The Divine Pursuit: Seeking Love and Holiness in the Song of Songs (Part 11)

Love Awakened (Song 8)

The conclusion of the poetic saga that is Song of Songs calls the reader back to several key themes introduced previously in the poem:

  1. Frustrated Longing (8:1-4) – Throughout the Song, the young woman has expressed a deep desire to be united with her beloved, and at the same time frustration at their current state of separation.
    • Thus far, the lovers have proclaimed undying devotion toward one another, yet only brief moments of blissful union. The woman groans, “Oh that you were like a brother to me! who nursed at my mother’s breasts. If I found you outside, I would kiss you (8:1). This is obviously metaphorical language. She is bemoaning the fact that social convention allows for her family relationships and obligations to be on display, while the true object of her affection seems to be ever absent. In other words, the young woman is longing for the day when her and her beloved’s relationship will be ‘awakened’, and they will be free to express their love publicly.
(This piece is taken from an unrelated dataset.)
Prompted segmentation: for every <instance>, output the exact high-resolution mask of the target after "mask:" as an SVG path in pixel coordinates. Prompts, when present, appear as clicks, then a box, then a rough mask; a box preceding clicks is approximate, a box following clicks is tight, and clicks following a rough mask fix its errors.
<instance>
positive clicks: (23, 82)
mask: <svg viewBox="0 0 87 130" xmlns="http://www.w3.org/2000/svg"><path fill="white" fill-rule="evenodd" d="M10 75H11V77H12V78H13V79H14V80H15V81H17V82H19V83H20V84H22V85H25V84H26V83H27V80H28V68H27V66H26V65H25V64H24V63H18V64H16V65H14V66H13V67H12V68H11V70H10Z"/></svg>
  2. Reuniting (8:5-7a) – The exclamation, “Who is that?” (or, “Who is she?) mirrors verse 3:6. It draws the reader back to the wedding ceremony scene wherein the woman approaches her beloved from the wilderness – an image that I have previously argued represents Israel’s blissful reunion with the Lord.
    • In verse 5 the moment finally arrives when the young woman is united with her beloved in sexual union: “Under the apple tree I awakened you . . .” (8:5). The word “awakened” comes from the same root verb (‘ur) as in 2:7, 3:5, 8:4, and 8:5. Verse 5 is a resolution to the woman’s refrain: “[Do] not stir up or awaken love until it pleases” (2:7; 3:5; 8:4).
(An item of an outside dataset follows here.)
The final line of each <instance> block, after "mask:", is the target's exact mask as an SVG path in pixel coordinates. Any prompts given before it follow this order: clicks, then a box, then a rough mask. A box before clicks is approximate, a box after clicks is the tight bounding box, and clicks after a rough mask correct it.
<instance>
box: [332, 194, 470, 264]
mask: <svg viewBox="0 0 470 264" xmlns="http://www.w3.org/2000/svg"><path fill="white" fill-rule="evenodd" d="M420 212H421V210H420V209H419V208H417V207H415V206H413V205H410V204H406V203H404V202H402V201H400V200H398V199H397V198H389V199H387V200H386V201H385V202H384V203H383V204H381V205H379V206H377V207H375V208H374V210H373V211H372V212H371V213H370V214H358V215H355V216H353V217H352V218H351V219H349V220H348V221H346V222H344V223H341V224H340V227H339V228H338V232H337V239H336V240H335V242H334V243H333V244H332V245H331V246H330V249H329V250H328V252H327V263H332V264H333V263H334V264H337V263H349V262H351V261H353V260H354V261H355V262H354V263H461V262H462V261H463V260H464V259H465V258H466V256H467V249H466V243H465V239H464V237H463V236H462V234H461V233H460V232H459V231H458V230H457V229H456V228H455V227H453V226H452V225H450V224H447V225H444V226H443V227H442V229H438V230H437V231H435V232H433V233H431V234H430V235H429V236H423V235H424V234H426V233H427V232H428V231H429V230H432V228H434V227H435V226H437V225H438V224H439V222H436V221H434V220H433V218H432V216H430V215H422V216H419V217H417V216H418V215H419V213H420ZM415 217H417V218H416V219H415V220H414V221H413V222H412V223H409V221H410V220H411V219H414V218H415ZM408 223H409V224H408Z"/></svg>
    • Verses 6-7 speak to the finality and permanence of the union. The man and woman are altogether inseparable. It’s stunningly beautiful poetry:
    • Set me as a seal upon your heart, as a seal upon your arm, for love is strong as death, jealousy is fierce as the grave. It’s flashes are flashes of fire, the very flame of the LORD. Many waters cannot quench love, neither can floods drown it. If a man offered for love all the wealth of his house, he would be utterly despised” (Song 8:6-7).
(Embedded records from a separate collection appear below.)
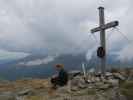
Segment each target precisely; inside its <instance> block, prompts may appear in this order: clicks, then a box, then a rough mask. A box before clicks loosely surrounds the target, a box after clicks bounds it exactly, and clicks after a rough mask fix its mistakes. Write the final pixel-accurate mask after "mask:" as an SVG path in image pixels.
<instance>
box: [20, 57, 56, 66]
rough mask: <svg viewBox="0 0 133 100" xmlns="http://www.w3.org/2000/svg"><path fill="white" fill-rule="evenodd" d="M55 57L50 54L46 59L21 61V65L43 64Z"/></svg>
mask: <svg viewBox="0 0 133 100" xmlns="http://www.w3.org/2000/svg"><path fill="white" fill-rule="evenodd" d="M54 59H55V57H53V56H48V57H46V58H44V59H35V60H33V61H28V62H20V63H19V65H25V66H36V65H41V64H48V63H49V62H52V61H54Z"/></svg>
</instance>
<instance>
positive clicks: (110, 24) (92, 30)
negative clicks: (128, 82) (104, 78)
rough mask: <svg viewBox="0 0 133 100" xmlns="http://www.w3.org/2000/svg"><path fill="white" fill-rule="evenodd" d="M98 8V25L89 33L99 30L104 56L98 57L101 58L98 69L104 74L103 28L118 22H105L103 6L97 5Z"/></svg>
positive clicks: (91, 30) (104, 73) (105, 60)
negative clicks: (99, 32) (99, 57)
mask: <svg viewBox="0 0 133 100" xmlns="http://www.w3.org/2000/svg"><path fill="white" fill-rule="evenodd" d="M98 9H99V27H96V28H94V29H91V33H95V32H98V31H100V46H101V47H102V48H103V49H104V51H105V54H104V57H101V59H100V60H101V66H100V71H101V72H102V74H103V75H104V74H105V72H106V39H105V38H106V34H105V30H107V29H110V28H112V27H116V26H118V25H119V22H118V21H112V22H110V23H107V24H105V19H104V7H99V8H98Z"/></svg>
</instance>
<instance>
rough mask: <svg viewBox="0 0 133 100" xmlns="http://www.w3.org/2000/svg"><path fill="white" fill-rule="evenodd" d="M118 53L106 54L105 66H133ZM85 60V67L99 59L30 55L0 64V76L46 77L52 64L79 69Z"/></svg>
mask: <svg viewBox="0 0 133 100" xmlns="http://www.w3.org/2000/svg"><path fill="white" fill-rule="evenodd" d="M117 57H118V55H116V54H112V55H108V56H107V68H110V67H121V68H122V67H133V62H132V61H128V62H122V61H120V60H119V59H117ZM82 62H85V63H86V64H87V69H90V68H92V67H93V68H94V67H95V66H99V64H100V60H99V59H98V58H97V57H96V55H92V57H91V59H90V60H89V61H87V60H86V56H85V54H78V55H71V54H67V55H60V56H55V57H52V56H48V55H45V56H44V55H30V56H27V57H25V58H23V59H19V60H15V61H12V62H8V63H6V64H0V77H1V78H2V79H4V78H5V79H9V80H15V79H20V78H36V77H37V78H47V77H49V76H51V75H52V74H54V73H55V69H54V66H55V64H57V63H62V64H64V66H65V68H66V69H67V70H81V64H82Z"/></svg>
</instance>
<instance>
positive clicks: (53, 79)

  3. Wealth (8:7b-14) – Verse 8 opens with a curious chorus verse where the speakers (the woman’s brothers?) describe their obligation to protect their sister’s purity until “the day she is spoken for” (marriage). The woman’s reply may be my favorite passage in this whole book:
    • I was a wall, and my breasts were like towers; then I was in his eyes as one who finds peace. Solomon had a vineyard at Baal-hamon; he let out the vineyard to keepers; each one was to bring for its fruit a thousand pieces of silver. My vineyard, my very own, is before me; you, O Solomon, may have the thousand, and the keepers of the fruit two hundred (8:10-12)
    • The woman understands that her value is greater than all the wealth that Solomon obtained (one could even argue that the “vineyard” is a euphemism for Solomon’s 700 concubines). Solomon can keep the cash and the harem; this young woman has discovered love, which is wealth beyond measure.
    • In verse 14, the lovers finally run off with one another “on the mountains of spices” – the poet’s preferred euphemism for all the sensual pleasures of being in love.